1 Tax Treaties and Residence
1.1 How many income tax treaties are currently in force in your jurisdiction?
As of September 2019, 74 treaties have been signed, 73 of which are in force.
1.2 Do they generally follow the OECD Model Convention or another model?
Generally speaking, they follow the OECD Model.
1.3 Do treaties have to be incorporated into domestic law before they take effect?
Yes, but a number of Irish domestic provisions, including certain exemptions from withholding tax, take effect immediately when a treaty is signed.
1.4 Do they generally incorporate anti-treaty shopping rules (or "limitation on beneﬁts" articles)?
No, other than in respect of certain treaties, such as the treaty with the US.
Additionally, the OECD's Base Erosion and Project Shifting ("BEPS") project recommended that members include in their double tax treaties a limitation-on-benefits test and/or a principal purpose test ("PPT") as a condition for granting treaty relief. This recommendation will be implemented by means of a multilateral instrument ("MLI").
The MLI is to be applied alongside existing tax treaties (rather than amending them directly), modifying the application of those existing treaties in order to implement BEPS measures. The first high-level signing ceremony for the Multilateral Instrument took place on 7 June 2017. The United Kingdom and Ireland signed the Multilateral Instrument with both countries indicating that the double tax treaty entered into between the United Kingdom and Ireland is to be designated as a Covered Tax Agreement ("CTA"), being a tax treaty that is to be modified by the Multilateral Instrument.
1.5 Are treaties overridden by any rules of domestic law (whether existing when the treaty takes effect or introduced subsequently)?
No, Irish double tax treaties prevail over domestic law. As noted under question 1.3, certain domestic exemptions mirror the treaty relief, and indeed may be more favourable, and apply before a treaty comes into force.
1.6 What is the test in domestic law for determining the residence of a company?
A company is resident in Ireland if it is incorporated in Ireland or, if not Irish-incorporated, is centrally managed and controlled in Ireland. This latter test is based on case law and focuses on board control, but is a question of fact based on how decisions of the company are made in practice.
If a company incorporated in Ireland is managed and controlled in a treaty state, it may be regarded as resident in that other state under the "tie-breaker" clause of Ireland's double taxation treaty ("DTT") with that state.
2 Transaction Taxes
2.1 Are there any documentary taxes in your jurisdiction?
Generally, a document is chargeable to stamp duty, unless exempt, where the document is both:
- listed in Schedule 1 to the Irish Stamp Duties Consolidation Act 1999 (the principal head of charge is a transfer of any Irish property); and
- executed in Ireland or, if executed
outside Ireland, relates to property situated in Ireland or to any
matter or thing done or to be done in Ireland.

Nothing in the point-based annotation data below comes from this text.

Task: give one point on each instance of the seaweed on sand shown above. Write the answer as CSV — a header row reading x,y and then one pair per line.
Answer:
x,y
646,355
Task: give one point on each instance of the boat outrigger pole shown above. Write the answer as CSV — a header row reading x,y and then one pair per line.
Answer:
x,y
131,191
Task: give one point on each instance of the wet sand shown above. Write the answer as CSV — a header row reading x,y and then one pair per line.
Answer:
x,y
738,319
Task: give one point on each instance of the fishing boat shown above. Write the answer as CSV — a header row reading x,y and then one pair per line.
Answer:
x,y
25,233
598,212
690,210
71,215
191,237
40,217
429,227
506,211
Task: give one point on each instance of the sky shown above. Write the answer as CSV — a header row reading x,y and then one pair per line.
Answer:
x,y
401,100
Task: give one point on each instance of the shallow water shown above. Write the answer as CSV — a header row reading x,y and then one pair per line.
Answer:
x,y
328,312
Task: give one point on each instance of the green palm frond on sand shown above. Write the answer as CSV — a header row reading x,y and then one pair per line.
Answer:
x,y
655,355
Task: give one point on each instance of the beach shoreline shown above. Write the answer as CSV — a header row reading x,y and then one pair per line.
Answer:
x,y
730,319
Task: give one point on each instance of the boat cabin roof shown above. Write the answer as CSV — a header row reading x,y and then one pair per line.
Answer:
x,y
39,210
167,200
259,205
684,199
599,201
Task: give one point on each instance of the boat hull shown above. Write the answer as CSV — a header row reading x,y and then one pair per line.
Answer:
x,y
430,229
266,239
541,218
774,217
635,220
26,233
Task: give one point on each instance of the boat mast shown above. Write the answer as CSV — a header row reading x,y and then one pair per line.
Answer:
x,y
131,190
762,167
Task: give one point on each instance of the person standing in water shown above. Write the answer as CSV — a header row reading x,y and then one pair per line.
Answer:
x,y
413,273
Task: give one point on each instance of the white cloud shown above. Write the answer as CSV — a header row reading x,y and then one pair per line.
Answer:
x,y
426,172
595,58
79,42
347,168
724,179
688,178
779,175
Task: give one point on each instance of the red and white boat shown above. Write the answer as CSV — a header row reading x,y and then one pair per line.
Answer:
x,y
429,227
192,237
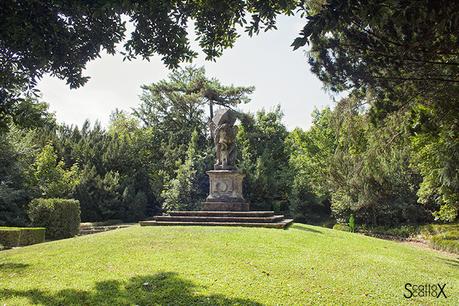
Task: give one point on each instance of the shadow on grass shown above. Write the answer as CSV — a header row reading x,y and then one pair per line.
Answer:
x,y
166,288
306,229
451,262
12,267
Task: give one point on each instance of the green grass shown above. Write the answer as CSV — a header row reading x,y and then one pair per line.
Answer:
x,y
222,265
443,237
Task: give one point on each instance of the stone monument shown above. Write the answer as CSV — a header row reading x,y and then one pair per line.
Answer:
x,y
225,205
225,183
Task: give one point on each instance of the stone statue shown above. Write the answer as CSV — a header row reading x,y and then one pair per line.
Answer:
x,y
224,133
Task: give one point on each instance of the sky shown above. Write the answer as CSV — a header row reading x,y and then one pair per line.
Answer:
x,y
279,74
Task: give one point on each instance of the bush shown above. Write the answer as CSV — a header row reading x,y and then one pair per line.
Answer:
x,y
352,225
342,227
446,242
403,231
61,217
9,236
21,236
32,235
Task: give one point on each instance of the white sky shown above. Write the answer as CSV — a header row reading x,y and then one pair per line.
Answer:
x,y
280,76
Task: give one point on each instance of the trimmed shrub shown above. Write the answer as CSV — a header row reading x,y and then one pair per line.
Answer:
x,y
31,235
21,236
342,227
446,242
9,236
61,217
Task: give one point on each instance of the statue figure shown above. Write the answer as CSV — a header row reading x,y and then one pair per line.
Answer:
x,y
224,133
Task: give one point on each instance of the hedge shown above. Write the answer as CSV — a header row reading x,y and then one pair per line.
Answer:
x,y
21,236
61,217
342,227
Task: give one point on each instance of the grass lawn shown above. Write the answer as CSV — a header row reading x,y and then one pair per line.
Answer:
x,y
223,265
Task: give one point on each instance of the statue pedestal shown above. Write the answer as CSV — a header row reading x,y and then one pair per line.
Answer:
x,y
225,191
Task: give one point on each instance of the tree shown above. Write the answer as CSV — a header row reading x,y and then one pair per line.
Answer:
x,y
404,57
310,160
60,37
264,160
176,107
182,192
53,180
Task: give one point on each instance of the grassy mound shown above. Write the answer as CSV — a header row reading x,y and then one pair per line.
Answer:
x,y
222,265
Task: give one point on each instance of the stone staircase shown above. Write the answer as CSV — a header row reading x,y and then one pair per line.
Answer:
x,y
221,218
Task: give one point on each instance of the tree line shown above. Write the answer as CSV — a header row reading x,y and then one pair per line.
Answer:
x,y
154,159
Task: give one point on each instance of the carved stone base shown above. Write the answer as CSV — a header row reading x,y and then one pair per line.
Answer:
x,y
225,206
225,191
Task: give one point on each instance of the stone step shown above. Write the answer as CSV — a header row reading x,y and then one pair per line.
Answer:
x,y
282,224
223,213
244,219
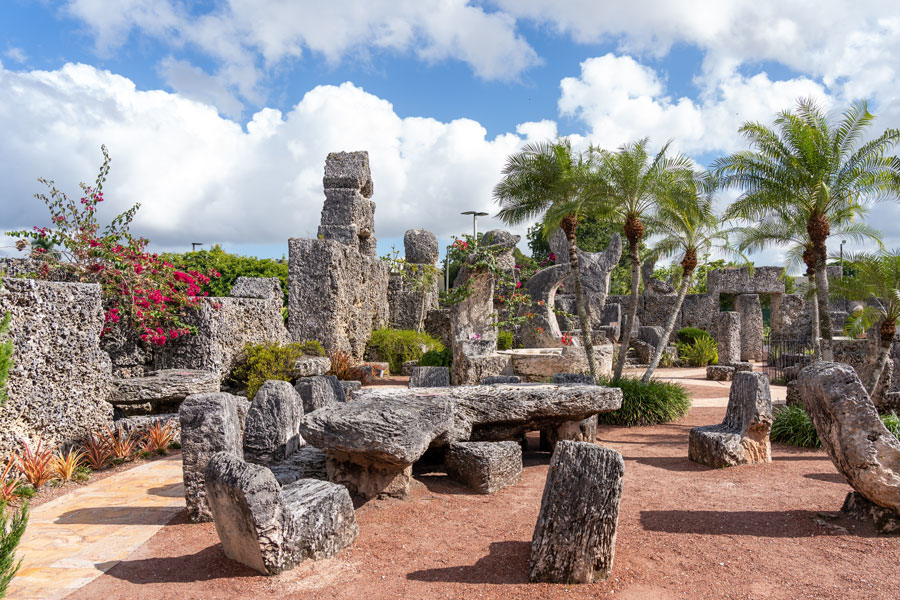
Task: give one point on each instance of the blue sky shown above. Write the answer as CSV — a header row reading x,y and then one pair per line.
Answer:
x,y
219,115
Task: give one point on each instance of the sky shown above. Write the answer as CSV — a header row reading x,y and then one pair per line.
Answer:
x,y
218,115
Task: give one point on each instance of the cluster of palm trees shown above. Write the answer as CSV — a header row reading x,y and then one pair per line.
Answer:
x,y
800,181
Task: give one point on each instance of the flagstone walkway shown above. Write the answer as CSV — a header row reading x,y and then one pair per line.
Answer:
x,y
77,537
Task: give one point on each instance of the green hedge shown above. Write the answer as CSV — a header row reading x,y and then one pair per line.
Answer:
x,y
650,403
260,362
397,346
792,426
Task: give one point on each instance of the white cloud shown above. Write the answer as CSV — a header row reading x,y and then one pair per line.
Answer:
x,y
247,37
15,54
201,176
620,100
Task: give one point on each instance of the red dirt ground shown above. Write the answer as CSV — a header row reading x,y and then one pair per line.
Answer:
x,y
685,531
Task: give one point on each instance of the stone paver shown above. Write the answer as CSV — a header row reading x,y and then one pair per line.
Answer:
x,y
77,537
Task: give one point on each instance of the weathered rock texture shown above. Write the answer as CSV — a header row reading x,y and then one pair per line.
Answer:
x,y
719,373
271,528
224,327
537,366
370,445
728,339
743,437
859,444
748,306
484,467
161,391
319,390
271,430
209,424
575,536
420,247
60,380
429,377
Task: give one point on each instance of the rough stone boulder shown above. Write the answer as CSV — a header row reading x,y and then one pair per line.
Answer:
x,y
575,536
209,424
429,377
743,437
161,391
262,288
859,444
484,467
319,391
306,463
310,366
271,528
270,431
370,444
499,412
420,247
719,373
728,338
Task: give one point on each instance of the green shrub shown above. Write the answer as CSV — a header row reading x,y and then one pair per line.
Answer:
x,y
397,346
687,335
12,526
437,358
648,403
504,340
700,353
230,267
260,362
791,425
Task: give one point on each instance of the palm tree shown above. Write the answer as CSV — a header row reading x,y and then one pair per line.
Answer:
x,y
787,228
814,168
628,184
876,281
547,178
689,227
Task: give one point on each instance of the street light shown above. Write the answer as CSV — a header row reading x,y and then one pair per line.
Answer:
x,y
475,215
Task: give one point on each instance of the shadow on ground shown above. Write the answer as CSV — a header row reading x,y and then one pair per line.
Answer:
x,y
772,524
506,562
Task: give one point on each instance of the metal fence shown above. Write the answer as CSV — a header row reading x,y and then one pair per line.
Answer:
x,y
780,354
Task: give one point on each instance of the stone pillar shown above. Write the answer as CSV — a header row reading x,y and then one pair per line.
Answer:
x,y
751,325
728,338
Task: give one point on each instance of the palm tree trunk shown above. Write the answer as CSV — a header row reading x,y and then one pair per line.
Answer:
x,y
818,228
569,226
670,327
633,243
814,314
886,334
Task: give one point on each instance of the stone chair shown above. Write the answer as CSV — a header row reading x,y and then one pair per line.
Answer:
x,y
743,437
272,528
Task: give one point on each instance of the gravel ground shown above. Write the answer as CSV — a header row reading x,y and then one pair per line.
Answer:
x,y
685,531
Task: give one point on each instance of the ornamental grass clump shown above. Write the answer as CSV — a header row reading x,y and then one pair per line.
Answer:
x,y
141,291
259,363
643,404
397,346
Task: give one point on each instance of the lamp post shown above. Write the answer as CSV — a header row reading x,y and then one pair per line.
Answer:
x,y
842,258
475,215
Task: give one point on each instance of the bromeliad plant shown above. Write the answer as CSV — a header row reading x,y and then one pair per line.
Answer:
x,y
140,289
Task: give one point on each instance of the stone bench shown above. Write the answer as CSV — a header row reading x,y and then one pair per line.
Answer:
x,y
160,392
575,534
719,373
372,442
743,437
272,528
484,467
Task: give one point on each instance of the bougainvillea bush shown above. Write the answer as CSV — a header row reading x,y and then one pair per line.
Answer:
x,y
140,289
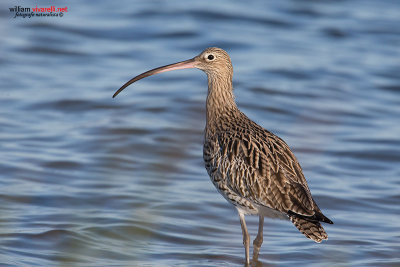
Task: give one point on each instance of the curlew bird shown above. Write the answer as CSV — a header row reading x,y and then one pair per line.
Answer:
x,y
252,168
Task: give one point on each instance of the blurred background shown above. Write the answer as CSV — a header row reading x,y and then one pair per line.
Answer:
x,y
87,180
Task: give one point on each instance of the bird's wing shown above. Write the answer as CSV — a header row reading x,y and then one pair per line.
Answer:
x,y
265,171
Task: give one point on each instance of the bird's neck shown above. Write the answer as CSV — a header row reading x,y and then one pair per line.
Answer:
x,y
220,99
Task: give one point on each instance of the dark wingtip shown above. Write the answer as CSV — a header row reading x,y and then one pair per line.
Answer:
x,y
317,217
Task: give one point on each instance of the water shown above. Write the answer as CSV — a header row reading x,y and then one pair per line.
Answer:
x,y
87,180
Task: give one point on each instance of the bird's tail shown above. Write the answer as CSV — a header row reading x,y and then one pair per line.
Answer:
x,y
311,229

The transferee is liable to pay stamp duty and a return must be filed, and stamp duty paid, within 44 days of the execution of the instrument.
Stamp duty is charged on the higher of the consideration paid for, or the market value of, the relevant asset at the following rates:
- Shares or marketable securities: 1%.
- Non-residential property: 6%.
- Residential property: 1% on
consideration up to €1 million and 2% on the excess.

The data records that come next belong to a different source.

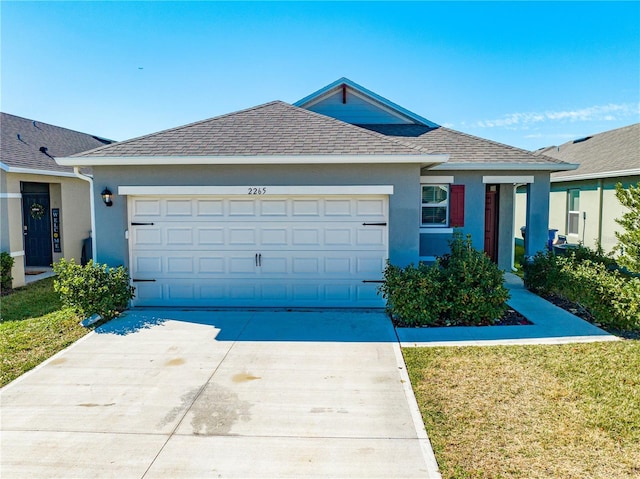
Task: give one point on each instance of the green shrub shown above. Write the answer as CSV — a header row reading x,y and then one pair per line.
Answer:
x,y
6,263
612,298
94,288
629,239
583,253
542,270
473,286
463,288
413,294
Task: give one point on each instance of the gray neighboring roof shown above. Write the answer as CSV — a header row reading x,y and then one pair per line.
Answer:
x,y
463,148
603,155
24,152
275,128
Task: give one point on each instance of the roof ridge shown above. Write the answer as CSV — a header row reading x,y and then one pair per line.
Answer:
x,y
177,128
503,145
56,126
375,134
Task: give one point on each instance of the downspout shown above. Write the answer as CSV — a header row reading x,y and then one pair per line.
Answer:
x,y
76,171
600,209
513,222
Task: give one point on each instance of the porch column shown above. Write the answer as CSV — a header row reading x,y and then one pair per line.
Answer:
x,y
537,220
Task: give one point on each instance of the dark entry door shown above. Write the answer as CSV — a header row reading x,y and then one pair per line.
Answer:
x,y
36,217
491,223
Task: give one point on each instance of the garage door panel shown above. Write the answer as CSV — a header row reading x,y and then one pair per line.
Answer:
x,y
178,236
370,207
242,208
179,207
274,208
270,264
210,236
282,251
209,208
275,293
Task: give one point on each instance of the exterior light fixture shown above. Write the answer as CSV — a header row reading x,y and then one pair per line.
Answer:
x,y
106,196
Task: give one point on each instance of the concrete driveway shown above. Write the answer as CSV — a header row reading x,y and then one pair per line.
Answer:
x,y
173,394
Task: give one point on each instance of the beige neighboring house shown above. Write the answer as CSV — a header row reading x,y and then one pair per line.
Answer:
x,y
583,205
45,210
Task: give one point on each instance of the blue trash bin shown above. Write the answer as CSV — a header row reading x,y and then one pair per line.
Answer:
x,y
552,237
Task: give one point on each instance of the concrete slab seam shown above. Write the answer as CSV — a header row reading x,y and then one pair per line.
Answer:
x,y
510,342
416,416
195,398
46,361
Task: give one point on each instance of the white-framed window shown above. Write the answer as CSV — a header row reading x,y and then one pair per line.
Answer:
x,y
435,205
573,211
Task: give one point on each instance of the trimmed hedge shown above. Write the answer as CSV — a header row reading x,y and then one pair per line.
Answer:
x,y
611,297
6,264
94,288
463,287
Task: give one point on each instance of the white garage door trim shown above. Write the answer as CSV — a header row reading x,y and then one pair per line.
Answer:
x,y
256,190
259,250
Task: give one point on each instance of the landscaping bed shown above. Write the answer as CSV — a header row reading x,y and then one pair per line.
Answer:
x,y
510,318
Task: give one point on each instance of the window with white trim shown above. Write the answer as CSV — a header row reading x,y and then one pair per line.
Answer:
x,y
435,205
573,211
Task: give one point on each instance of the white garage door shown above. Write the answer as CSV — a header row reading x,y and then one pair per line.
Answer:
x,y
263,251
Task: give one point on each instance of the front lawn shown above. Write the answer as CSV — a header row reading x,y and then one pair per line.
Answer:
x,y
33,327
570,411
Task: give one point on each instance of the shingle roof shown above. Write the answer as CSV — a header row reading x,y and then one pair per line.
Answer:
x,y
600,154
22,139
275,128
462,147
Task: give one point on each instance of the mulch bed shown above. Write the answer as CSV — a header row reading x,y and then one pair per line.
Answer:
x,y
510,318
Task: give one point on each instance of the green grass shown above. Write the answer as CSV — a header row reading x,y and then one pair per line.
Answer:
x,y
33,327
31,301
570,411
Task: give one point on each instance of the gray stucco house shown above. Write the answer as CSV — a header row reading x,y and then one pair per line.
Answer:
x,y
301,205
44,207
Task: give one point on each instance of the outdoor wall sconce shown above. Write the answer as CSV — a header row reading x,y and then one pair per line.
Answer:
x,y
106,196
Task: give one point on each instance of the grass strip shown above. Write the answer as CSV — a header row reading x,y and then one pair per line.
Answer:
x,y
33,328
570,411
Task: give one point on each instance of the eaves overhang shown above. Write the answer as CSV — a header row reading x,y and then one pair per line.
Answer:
x,y
32,171
425,160
506,166
596,176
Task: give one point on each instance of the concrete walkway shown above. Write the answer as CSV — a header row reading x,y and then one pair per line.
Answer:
x,y
551,325
194,394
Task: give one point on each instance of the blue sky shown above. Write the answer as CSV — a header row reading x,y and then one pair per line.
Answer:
x,y
525,74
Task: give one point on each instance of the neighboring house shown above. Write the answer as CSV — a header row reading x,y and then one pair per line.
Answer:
x,y
583,204
44,207
301,205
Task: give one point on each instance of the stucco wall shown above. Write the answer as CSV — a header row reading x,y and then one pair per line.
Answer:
x,y
404,204
69,194
598,200
434,242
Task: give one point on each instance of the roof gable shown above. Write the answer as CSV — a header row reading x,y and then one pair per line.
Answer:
x,y
29,144
347,101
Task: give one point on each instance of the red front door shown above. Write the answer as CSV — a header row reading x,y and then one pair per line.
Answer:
x,y
491,223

There are numerous reliefs and exemptions including:
- Group relief on transfers between companies where the transferor and transferee are 90% associated at the time of execution and for two years afterwards.
- Reconstruction relief on a share-for-share exchange or share-forundertaking transaction, subject to meeting certain conditions.
- Exemptions for transfers of intellectual property, non-Irish shares and land, loan capital, aircrafts and ships.